DoubleLinkedList 提供了 iter 和 iter_back 方法来获取正向和反向的迭代器。

我们可以这样使用双向链表的迭代器：

fn main() {
    let mut list = DoubleLinkedList::new();
    list.push_front(1);
    list.push_back(2);
    list.push_front(0);

    println!("Forward iteration:");
    for value in list.iter() {
        println!("{}", value);
    }

    println!("Backward iteration:");
    for value in list.iter_back() {
        println!("{}", value);
    }
}

上述代码构建了一个双向链表，并分别使用正向和反向迭代器进行遍历，打印出链表中的元素。

无限迭代器

在某些情况下，我们可能需要创建无限迭代器。实现无限迭代器时，next 方法永远不会返回 None。

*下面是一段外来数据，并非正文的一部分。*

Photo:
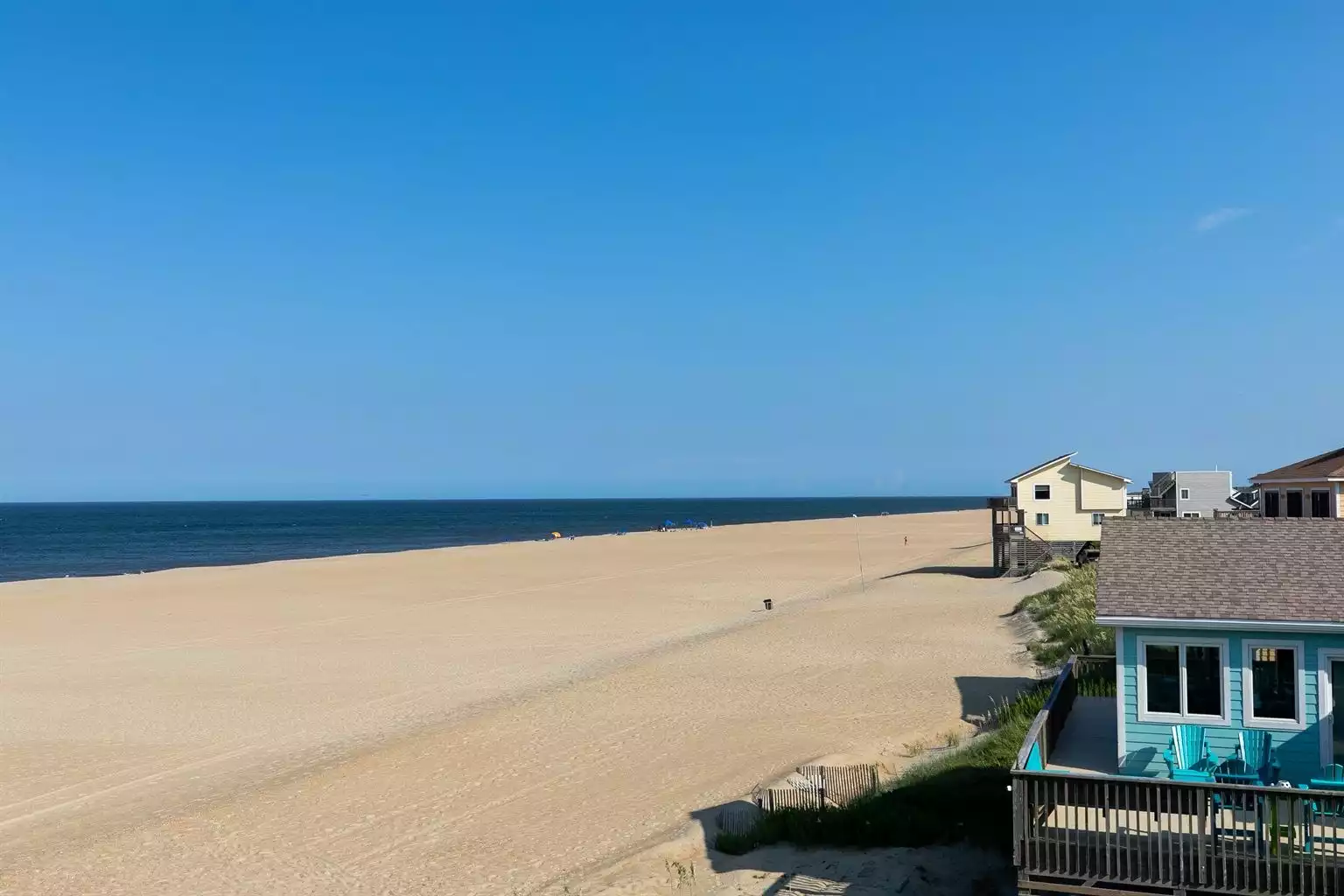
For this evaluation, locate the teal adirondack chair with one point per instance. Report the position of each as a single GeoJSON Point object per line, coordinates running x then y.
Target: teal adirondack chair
{"type": "Point", "coordinates": [1256, 755]}
{"type": "Point", "coordinates": [1332, 778]}
{"type": "Point", "coordinates": [1188, 757]}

例如，我们可以创建一个无限生成斐波那契数列的迭代器。

struct Fibonacci {
    a: u64,
    b: u64,
}

impl Fibonacci {
    fn new() -> Fibonacci {
        Fibonacci { a: 0, b: 1 }
    }
}

impl Iterator for Fibonacci {
    type Item = u64;

    fn next(&mut self) -> Option<Self::Item> {
        let result = self.a;
        self.a = self.b;
        self.b = result + self.b;
        Some(result)
    }
}

在上述代码中，Fibonacci 结构体保存当前斐波那契数列中的两个数 a 和 b。next 方法返回当前的 a 值，并更新 a 和 b 为下两个斐波那契数。由于这个迭代器永远不会结束，我们在使用时通常需要结合 take 等方法来限制迭代的次数。

fn main() {
    let fibonacci_iter = Fibonacci::new();
    let first_10_fibonacci = fibonacci_iter.take(10);
    for num in first_10_fibonacci {
        println!("{}", num);
    }
}

上述代码使用 take 方法从无限的斐波那契数列迭代器中获取前 10 个斐波那契数并打印出来。

通过以上各种示例，我们深入了解了如何在 Rust 中自定义迭代器并实现 Iterator 特型，以及相关的所有权、双端迭代和无限迭代等概念。这使得我们能够根据具体需求为自定义数据结构提供高效、灵活的迭代方式，进一步提升 Rust 程序的功能和性能。